Reputation: 491
For fun I am trying to solve the Wordle related problem Matt Parker talks about in the linked video from his channel Standup Maths in Haskell. Basically: find 5, 5-letter words that do not share any letters in common. Thus using 25 different alphabet letters in total (for English).
It took Matt a month of computer time in Python. He freely admits his code was not at all optimized and he shows a viewer submitted program that solved it in 15 minutes on his laptop.

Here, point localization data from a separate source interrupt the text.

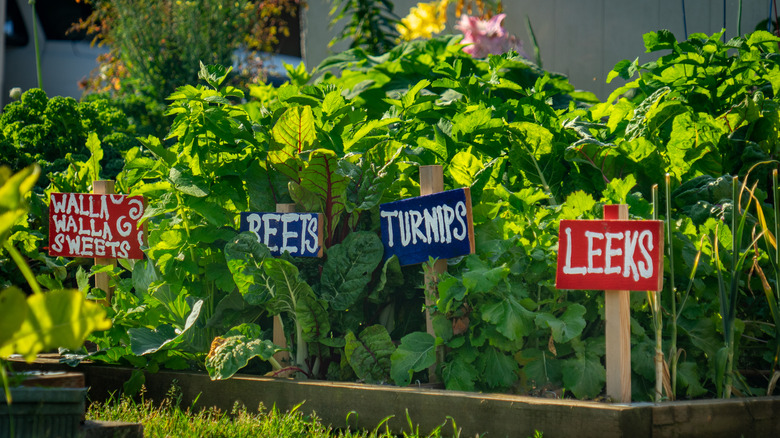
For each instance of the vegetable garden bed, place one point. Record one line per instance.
(365, 406)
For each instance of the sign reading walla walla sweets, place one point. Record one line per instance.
(438, 225)
(91, 225)
(300, 234)
(610, 255)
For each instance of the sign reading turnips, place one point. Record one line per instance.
(299, 234)
(438, 225)
(610, 255)
(92, 225)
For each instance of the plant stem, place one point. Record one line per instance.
(37, 47)
(673, 350)
(776, 203)
(26, 272)
(657, 321)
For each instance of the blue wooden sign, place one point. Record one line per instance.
(300, 234)
(438, 225)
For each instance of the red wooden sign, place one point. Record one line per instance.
(87, 225)
(610, 255)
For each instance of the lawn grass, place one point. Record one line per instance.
(170, 419)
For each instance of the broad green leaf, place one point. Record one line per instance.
(463, 168)
(390, 278)
(369, 353)
(61, 318)
(689, 377)
(416, 353)
(184, 181)
(568, 326)
(244, 256)
(323, 178)
(451, 292)
(577, 204)
(13, 190)
(349, 268)
(510, 318)
(312, 315)
(228, 355)
(293, 134)
(540, 367)
(287, 286)
(459, 375)
(584, 376)
(96, 154)
(144, 340)
(499, 370)
(411, 96)
(480, 277)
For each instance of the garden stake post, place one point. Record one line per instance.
(432, 181)
(104, 187)
(617, 313)
(283, 357)
(616, 255)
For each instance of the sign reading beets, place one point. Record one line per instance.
(610, 255)
(438, 225)
(300, 234)
(100, 226)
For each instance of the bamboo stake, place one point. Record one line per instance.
(617, 313)
(102, 279)
(283, 357)
(432, 181)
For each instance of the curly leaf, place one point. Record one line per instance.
(349, 268)
(510, 317)
(499, 369)
(584, 376)
(459, 375)
(292, 134)
(244, 256)
(323, 178)
(60, 318)
(13, 191)
(416, 353)
(184, 181)
(287, 286)
(145, 341)
(312, 315)
(229, 355)
(568, 327)
(93, 145)
(369, 353)
(13, 310)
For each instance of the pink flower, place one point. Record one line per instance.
(487, 37)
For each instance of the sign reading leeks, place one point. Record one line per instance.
(610, 255)
(91, 225)
(438, 225)
(300, 234)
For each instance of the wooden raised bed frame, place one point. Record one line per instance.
(496, 415)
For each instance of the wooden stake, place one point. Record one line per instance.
(283, 357)
(432, 181)
(617, 313)
(102, 279)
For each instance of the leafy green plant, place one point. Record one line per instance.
(371, 24)
(43, 320)
(156, 46)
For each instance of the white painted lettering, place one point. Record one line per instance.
(389, 215)
(610, 252)
(269, 229)
(593, 252)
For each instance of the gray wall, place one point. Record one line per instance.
(583, 39)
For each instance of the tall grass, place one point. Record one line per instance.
(170, 419)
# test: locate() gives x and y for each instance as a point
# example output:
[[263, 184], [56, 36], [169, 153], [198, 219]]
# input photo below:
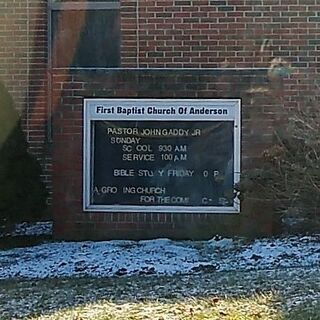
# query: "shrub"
[[290, 171]]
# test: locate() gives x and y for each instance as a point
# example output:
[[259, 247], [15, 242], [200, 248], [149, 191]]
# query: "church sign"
[[148, 155]]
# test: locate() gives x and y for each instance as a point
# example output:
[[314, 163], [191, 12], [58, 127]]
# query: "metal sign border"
[[87, 155]]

Here is my naive Haskell code, and note I tried to use parallel computation, but I am sure I don't know what I'm doing there because I'm only seeing one core active. I am not sure it will take a month to run, but after a few hours, my laptop was a toaster and I admitted I am not good at optimizing.
I borrowed an idea from https://www.youtube.com/watch?v=947Ewgue4DM where he encodes the words as 26 bit binary. However, I did not use his mechanism for reducing the size of the comparison lists where he skips ahead to the first possible match. I was not able to figure that out in Haskell.

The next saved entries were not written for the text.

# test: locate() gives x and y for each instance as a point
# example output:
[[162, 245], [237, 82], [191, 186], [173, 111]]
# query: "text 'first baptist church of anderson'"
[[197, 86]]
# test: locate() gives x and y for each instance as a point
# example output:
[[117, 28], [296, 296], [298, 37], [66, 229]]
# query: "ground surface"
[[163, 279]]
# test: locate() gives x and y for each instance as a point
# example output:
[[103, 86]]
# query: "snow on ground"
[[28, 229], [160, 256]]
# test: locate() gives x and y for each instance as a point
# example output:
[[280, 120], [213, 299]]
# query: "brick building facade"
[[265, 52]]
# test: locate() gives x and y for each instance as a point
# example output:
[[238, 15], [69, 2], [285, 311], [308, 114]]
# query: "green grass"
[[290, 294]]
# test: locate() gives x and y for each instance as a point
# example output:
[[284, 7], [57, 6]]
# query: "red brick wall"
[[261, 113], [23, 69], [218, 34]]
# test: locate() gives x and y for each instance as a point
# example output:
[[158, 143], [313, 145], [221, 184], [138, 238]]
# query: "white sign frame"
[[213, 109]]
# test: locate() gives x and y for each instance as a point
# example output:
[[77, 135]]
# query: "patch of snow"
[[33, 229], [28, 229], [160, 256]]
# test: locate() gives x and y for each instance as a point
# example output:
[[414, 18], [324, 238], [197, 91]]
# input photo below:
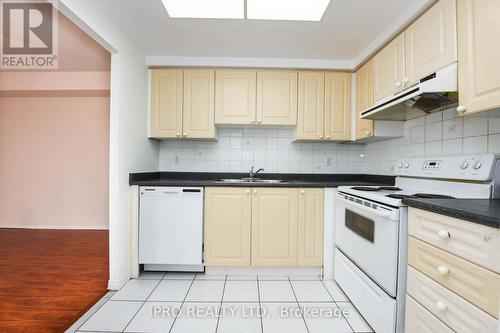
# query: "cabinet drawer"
[[474, 283], [419, 320], [474, 242], [453, 310]]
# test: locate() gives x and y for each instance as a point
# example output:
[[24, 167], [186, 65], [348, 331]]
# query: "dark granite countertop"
[[481, 211], [289, 180]]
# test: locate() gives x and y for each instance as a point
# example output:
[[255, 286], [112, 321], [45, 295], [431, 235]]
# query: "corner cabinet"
[[431, 41], [182, 104], [389, 68], [263, 226], [166, 103], [311, 104], [364, 99], [227, 226], [478, 50]]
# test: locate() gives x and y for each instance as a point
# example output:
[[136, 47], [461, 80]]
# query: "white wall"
[[130, 150]]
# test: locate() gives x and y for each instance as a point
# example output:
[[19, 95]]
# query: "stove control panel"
[[467, 167]]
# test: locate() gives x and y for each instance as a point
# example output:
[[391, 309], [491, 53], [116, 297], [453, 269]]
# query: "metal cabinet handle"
[[443, 234], [443, 270]]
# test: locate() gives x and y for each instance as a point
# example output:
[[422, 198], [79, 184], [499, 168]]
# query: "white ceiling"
[[349, 32]]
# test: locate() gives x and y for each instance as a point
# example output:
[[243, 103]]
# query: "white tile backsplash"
[[237, 149]]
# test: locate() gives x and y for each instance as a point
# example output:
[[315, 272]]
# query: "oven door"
[[367, 233]]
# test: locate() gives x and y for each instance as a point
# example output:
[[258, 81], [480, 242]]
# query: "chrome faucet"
[[252, 174]]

Also, I did as Matt does and remove anagrams from the word list and then at the end, spit out all the anagrams a given binary encoding corresponds to.
Also, all of the impactful inefficiency is in the unique5Combos function. Meaning, the rest of the code is not efficient either, but it doesn't have much impact. I was able to get pairs of 5 letter words with no duplicate letters for the entire corpus in under 2 seconds. Getting 3 words took a lot longer (not sure how long, I went to get lunch and it was done when I returned), and getting 4 and 5 words unknown time to complete.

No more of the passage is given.